Yemen-based Houthi militants recently attacked a number of vessels in the southern Red Sea, including a Maersk ship on Saturday, disrupting global trade and raising fears of a fresh bout of global inflation as shipping rates soared.
The United States on Dec. 19 launched a multinational operation to safeguard commerce in the Red Sea, but many shipping companies and cargo owners are still diverting vessels around Africa.
Maersk, which had last week briefly sought to restart Red Sea voyages after a pause, said on Tuesday its container ships would again avoid the route that gives access to the Suez Canal, a shortcut between Asia and Europe.

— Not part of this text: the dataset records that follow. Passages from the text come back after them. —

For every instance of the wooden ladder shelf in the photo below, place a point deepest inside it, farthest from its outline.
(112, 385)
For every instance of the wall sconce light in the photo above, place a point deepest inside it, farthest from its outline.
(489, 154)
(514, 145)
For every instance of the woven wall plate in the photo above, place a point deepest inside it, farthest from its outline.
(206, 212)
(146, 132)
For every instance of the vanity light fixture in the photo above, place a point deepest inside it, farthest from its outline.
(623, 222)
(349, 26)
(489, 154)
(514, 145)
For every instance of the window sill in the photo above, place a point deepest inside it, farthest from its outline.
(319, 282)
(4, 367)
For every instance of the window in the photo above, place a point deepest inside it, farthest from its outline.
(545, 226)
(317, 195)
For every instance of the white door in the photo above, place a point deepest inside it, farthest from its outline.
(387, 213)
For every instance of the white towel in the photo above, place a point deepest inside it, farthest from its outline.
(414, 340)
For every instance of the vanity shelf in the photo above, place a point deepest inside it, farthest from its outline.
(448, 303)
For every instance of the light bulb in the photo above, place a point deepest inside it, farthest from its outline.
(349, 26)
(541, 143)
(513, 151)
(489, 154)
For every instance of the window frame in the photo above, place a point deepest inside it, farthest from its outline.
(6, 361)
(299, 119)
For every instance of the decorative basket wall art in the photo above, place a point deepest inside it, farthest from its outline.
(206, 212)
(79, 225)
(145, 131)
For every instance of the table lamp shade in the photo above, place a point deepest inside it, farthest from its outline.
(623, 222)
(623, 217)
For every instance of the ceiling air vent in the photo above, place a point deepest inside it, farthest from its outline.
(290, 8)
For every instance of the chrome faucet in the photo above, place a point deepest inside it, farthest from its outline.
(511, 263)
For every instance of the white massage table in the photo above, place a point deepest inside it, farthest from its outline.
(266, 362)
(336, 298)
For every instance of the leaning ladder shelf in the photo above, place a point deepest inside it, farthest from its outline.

But five Maersk ships headed towards Asia had already traversed the canal from the north and were poised to travel south past Yemen when the pause was announced, leaving the crews and tens of thousands of containers in limbo.
The Maersk Genoa, Maersk Londrina, Ebba Maersk and Gjertrud Maersk container vessels, which had been sitting in the Red Sea just south of Saudi Arabia’s port of Jeddah in recent days, were on Thursday rerouted around the Cape of Good Hope, a Maersk schedule showed.
A fifth vessel, Maersk Utah, that had also been stuck in the area, had not yet been rerouted, but a Maersk spokesperson said it would not sail past Yemen.
Sending the ships back via the Suez Canal would incur fresh fees to pay for the passage through the canal and add significant delays and extra fuel costs for a journey around the Cape of Good Hope.
Maersk said last month it had imposed a transit disruption surcharge (TDS) and a peak season surcharge (PSS), adding a total of $700 to the cost of a standard 20-foot container travelling from China to Northern Europe.
The Suez Canal is used by roughly one-third of global container ship cargo, and re-directing ships around the southern tip of Africa is expected to cost up to $1 million extra in fuel for every round trip between Asia and Northern Europe.